Capitalize the first letter of the first word in a sentence

In a thread in the main AppleScript forum, a request was made for a script to capitalize the first letter of the first word of every sentence with sed. This didn’t work as expected because the version of sed included with macOS apparently does not support the uppercasing of replacements.

There are many approaches that can be used to accomplish the goal, and I’ve included two ASObjC suggestion belows. The reported timing results are with a string that contains 33 and 1025 paragraphs.

SCRIPT ONE (25 and 380 milliseconds)

use framework "Foundation"
use scripting additions

set theString to "this is a sentence. this is a Sentence. this is a sentence.
this is a sentence. this is a Sentence. this is a sentence.
this is a sentence. this is a Sentence. this is a sentence."

set capitalizedString to getCapitalizedString(theString)
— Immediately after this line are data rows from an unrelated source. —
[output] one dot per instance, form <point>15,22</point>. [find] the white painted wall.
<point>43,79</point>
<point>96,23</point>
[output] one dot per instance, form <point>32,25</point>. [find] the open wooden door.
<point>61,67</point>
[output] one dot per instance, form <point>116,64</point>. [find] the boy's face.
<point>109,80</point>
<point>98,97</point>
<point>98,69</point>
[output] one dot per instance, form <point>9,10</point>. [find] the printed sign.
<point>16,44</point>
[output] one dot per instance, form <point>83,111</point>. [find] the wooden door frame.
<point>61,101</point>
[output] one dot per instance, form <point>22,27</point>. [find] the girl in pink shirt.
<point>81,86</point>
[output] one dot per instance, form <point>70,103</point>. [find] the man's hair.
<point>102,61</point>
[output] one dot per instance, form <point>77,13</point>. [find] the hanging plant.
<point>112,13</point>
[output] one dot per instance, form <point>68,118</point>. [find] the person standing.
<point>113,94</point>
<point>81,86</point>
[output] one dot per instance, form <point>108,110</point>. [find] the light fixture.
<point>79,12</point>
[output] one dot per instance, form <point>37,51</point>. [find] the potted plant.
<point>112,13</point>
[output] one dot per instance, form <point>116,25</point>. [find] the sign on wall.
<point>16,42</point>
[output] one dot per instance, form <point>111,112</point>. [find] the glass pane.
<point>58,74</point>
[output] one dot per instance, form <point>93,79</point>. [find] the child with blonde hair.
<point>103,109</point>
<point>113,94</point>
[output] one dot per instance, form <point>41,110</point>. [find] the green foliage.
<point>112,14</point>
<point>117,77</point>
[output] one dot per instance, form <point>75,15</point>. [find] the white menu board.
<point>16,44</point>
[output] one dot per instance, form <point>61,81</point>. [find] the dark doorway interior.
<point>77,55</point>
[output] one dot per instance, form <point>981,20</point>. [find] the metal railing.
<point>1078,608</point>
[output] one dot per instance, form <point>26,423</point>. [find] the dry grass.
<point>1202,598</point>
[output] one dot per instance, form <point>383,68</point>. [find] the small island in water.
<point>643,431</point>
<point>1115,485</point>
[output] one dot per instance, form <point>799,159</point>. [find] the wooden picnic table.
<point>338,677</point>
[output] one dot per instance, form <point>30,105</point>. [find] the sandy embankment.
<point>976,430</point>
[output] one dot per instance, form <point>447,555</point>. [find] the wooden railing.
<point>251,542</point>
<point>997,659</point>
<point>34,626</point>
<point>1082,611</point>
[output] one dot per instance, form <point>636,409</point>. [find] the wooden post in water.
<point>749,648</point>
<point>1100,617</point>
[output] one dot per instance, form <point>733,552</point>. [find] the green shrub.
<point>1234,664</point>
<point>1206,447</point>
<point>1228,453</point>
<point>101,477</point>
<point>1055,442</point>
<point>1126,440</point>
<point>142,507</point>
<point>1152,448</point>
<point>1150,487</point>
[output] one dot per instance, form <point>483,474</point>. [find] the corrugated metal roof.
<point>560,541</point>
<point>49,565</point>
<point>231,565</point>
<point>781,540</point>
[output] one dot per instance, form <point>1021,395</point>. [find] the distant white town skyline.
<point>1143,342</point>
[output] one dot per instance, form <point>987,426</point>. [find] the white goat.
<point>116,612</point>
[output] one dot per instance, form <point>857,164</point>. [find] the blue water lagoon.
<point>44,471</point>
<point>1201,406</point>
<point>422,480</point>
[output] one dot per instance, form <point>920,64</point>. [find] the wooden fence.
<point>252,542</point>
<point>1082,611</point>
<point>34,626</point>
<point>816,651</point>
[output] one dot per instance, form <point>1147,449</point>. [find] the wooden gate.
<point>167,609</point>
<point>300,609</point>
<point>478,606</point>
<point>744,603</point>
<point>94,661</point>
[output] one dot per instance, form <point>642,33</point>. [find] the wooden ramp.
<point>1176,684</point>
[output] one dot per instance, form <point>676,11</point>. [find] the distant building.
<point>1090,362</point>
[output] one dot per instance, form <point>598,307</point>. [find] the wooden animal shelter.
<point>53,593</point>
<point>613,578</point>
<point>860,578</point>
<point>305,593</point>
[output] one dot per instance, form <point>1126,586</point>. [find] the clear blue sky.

on getCapitalizedString(theString)
	set theString to current application's NSString's stringWithString:theString
	set theParagraphs to (theString's componentsSeparatedByString:linefeed)
	repeat with aParagraph in theParagraphs
		set theSentences to (aParagraph's componentsSeparatedByString:". ")
		repeat with aSentence in theSentences
			set theWords to (aSentence's componentsSeparatedByString:" ")'s mutableCopy()
			set firstWord to (theWords's objectAtIndex:0)'s capitalizedString()
			(theWords's replaceObjectAtIndex:0 withObject:firstWord)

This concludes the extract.